Powell Brown: Okay. So, first off, I would say the — I look at it a little differently than benefit more or not. You didn’t use this term or suffer more maybe the and things for that. Let’s look at retail for a moment. Retail has the good fortune. We deal directly with the customer. So, you’re going to have a lot of heavy lifting relative to delivering those particular increases and you may have, as I said, you might have commissioned reductions in some instances. But rates going to go up, and I’d say that it’s mildly positive relative to organic growth in that business. In wholesale, it makes their jobs, property brokers significantly more difficult, and trying to fill out lines of business. So, if you had a $100 million line and it was handled by one or two markets, and then now that market, it took 80% of it is pulling back or cutting their participation you got to put six or seven markets in to get your $100 million.
That said, there will continue to be pressure there as well. And I think that there is more — the most conflict if you want to call it that in placements will be in retail and wholesale. In National Programs, it’s a matter of capacity availability. So, as you know, there are a number of carriers out there who have allowed their capacity underwritten by a number of different type of MGAs and MGUs, and a number of those were not profitable, not just last year, but over many years before. And so, there is — what we consider a flight to quality. And in the sense of our underwriting facilities, we’re very pleased with the results that we’ve delivered prior to — excuse me — last year and including last year with the losses and Ian and Nicole.

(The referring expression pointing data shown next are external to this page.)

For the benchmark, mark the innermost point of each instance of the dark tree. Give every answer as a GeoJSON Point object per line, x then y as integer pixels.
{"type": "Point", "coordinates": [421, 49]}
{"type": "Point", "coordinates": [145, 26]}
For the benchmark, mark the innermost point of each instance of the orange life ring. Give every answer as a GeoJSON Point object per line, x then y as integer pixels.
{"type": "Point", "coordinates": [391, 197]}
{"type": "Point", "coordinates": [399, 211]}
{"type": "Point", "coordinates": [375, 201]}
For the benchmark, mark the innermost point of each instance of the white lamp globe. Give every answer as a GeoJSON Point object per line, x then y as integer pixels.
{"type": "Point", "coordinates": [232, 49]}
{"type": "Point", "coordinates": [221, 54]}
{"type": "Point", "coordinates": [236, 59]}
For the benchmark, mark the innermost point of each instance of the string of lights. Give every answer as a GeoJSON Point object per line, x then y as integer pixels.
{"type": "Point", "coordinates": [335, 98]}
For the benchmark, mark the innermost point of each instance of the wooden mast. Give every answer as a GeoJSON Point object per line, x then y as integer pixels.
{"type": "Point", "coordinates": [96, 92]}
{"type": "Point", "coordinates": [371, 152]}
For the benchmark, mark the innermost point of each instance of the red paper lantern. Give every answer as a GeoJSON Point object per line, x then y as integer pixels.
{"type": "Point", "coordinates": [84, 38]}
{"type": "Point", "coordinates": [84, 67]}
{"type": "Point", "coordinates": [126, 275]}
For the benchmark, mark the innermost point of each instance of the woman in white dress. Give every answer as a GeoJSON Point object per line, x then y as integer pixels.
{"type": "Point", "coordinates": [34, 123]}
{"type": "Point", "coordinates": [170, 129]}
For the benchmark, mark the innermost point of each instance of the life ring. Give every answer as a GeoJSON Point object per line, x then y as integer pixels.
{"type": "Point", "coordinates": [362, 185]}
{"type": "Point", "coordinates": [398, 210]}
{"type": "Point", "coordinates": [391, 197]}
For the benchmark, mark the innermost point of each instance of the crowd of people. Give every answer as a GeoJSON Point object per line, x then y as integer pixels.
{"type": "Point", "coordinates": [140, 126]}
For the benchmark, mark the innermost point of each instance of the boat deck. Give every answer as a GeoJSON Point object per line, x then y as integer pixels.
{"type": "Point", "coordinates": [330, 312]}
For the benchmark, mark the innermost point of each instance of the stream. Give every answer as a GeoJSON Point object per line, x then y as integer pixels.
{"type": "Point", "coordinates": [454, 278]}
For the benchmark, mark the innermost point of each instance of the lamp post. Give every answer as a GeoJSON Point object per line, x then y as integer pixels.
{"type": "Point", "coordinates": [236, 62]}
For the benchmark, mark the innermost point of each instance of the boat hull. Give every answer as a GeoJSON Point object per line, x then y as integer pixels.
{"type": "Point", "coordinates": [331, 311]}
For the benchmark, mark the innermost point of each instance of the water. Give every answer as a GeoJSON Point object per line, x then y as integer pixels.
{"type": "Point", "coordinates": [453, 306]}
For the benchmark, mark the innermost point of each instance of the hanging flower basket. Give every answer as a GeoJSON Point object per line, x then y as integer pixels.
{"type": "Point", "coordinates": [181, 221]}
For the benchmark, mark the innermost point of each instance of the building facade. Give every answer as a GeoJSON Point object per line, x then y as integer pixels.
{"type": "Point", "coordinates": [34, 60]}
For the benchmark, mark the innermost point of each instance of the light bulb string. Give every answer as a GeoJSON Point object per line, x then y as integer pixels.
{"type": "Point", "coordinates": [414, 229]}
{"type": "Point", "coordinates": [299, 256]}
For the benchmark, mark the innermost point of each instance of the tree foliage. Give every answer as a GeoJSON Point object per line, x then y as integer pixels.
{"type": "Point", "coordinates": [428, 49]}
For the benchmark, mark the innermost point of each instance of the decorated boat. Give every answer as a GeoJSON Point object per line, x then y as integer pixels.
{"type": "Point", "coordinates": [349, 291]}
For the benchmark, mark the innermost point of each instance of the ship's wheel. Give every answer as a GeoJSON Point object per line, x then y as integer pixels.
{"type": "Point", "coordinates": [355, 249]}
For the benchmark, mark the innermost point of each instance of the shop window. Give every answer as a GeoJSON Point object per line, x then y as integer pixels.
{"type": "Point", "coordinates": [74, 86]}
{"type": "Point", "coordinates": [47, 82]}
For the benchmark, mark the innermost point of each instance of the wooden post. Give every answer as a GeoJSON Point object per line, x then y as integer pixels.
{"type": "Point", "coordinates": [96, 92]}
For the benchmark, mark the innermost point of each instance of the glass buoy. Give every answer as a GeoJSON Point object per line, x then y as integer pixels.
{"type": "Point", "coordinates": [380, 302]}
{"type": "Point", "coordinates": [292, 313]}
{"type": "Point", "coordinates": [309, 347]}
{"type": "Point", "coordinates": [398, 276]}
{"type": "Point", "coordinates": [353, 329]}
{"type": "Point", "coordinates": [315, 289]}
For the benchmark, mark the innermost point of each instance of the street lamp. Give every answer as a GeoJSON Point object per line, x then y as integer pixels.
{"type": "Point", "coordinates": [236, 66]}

So, I’d say that in programs it’s a different thing, their growth potential is limited by availability. It’s not a conflict of, in the other two, there is the hand-to-hand combat of getting people to actually put limits up and do it in the underwriting facilities, we have that authority and we can do what we can do, but we’re limited by the capacity. So if in fact, a market or markets decides to cut back on their capacity they give to us that will impact our ability to grow. And conversely, if they decide to change their commission level and that would impact our ability to grow. The one thing that I do want to mention, I think it’s important for everybody to think about this. Things are never as good as they seem or as bad as they seem. And what I mean by that is, even though the CAT market is very challenged right now, there will be a time in the future where it improves.
Now I’m not foreshadowing something, because we don’t have a crystal ball. That doesn’t mean 12 months from now, we’re going to have X or Y or Z, that’s not what I’m saying. But there are certain markets that are approaching it in a way that they are looking very opportunistically at it. And then there are other markets that are looking at it like a long-term partnership. Obviously, we would prefer the latter as opposed to the former. But we’re out looking for capacity globally. So, I just want everybody to kind of know that this pressure too will pass at some point.